Le ministère de la Santé définit un cas suspect « toute personne ayant partagé ou fréquenté un moyen de transport où un cas confirmé ou probable d’infection par le hantavirus (ANDV) identifié et présentant des symptômes aigus (actuels ou antécédents) compatibles avec une infection par TANDV ».

Il cite notamment une « fièvre (plus de 38 °C), myalgies, frissons, symptômes gastro-intestinaux aigus (par exemple nausées, vomissements, diarrhée, douleurs abdominales), ou symptômes respiratoires aigus (par ex. toux, essoufflement, douleur thoracique, difficulté respiratoire) ».

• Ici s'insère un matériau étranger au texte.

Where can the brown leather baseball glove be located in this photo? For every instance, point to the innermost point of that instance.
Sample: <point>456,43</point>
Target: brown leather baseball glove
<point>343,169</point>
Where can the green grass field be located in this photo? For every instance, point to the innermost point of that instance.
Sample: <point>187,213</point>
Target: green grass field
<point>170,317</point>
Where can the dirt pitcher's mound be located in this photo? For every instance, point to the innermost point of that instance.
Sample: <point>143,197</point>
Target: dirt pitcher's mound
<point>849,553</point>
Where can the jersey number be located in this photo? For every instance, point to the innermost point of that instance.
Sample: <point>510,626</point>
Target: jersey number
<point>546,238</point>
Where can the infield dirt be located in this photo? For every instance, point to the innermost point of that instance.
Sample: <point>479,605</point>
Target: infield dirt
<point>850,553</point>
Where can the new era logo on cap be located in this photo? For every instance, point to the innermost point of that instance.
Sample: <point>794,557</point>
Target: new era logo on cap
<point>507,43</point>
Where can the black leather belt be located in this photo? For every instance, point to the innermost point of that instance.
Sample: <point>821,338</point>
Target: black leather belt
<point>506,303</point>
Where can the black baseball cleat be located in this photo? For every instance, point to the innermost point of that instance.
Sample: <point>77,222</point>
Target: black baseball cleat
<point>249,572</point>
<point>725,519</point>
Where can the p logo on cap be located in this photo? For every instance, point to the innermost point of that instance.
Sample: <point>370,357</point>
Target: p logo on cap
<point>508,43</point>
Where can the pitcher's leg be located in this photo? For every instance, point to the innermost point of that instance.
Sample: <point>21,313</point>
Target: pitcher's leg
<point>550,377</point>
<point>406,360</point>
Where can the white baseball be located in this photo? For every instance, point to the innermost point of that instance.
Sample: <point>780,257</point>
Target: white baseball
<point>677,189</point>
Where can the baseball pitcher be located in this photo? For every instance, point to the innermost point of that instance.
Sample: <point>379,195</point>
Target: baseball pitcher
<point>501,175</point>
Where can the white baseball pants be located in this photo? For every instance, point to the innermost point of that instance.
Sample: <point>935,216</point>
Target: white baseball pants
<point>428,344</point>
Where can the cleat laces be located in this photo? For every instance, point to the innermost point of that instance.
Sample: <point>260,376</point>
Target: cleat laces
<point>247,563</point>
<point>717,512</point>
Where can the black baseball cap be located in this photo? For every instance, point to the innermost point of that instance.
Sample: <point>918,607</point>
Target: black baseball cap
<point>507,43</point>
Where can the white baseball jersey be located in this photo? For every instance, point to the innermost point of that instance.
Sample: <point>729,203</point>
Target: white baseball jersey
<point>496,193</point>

Hantavirus : voici les mesures prises aux frontières de l’Algérie 

Comme mesures aux frontières du pays (ports, aéroports et postes frontaliers terrestres), le ministère de la Santé a demandé de « vérifier la disponibilité des équipements de protection individuelle, des solutions hydro alcooliques et des dispositifs de contrôle (thermomètres frontaux ou à distance) », d’aménager un « espace permettant l’isolement temporaire d’un voyageur symptomatique », de « répertorier les coordonnées de l’hôpital de référence identifié et des personnes ressources à contacter pour le transfert d’un cas suspect » répondant à la définition OMS, « d’identifier la personne responsable du transfert », de « répertorier les coordonnées du responsable au niveau de la DSP » et « d’informer ainsi que de sensibiliser l’ensemble du personnel au sol du point d’entrée (tous corps confondus) sur les procédures de détection et de notification ».

Au niveau des hôpitaux, quatre mesures doivent être prises. La première est de vérifier que le dispositif d’accueil et de prise en charge des cas, mis en place lors des précédentes menaces sanitaires, peut « être réactivé et opérationnel à tout moment ».

La deuxième est d’intégrer dans le « triage initial une question systématique sur les voyages, contacts et expositions à risque au cours des 42 jours précédant les symptômes ».

La troisième est de « contrôler la disponibilité des équipements de protection individuelle, des thermomètres frontaux ou à distance, ainsi que des solutions hydroalcooliques ».

La quatrième est de « s’assurer de la mise en œuvre des protocoles d’isolement et de traitement adaptés aux cas suspects de hantavirus ».

Lutte contre les rongeurs

Dans son instruction, le ministère de la Santé rappelle les autres maladies transmises par les rongeurs et émet des directives de lutte contre ces derniers.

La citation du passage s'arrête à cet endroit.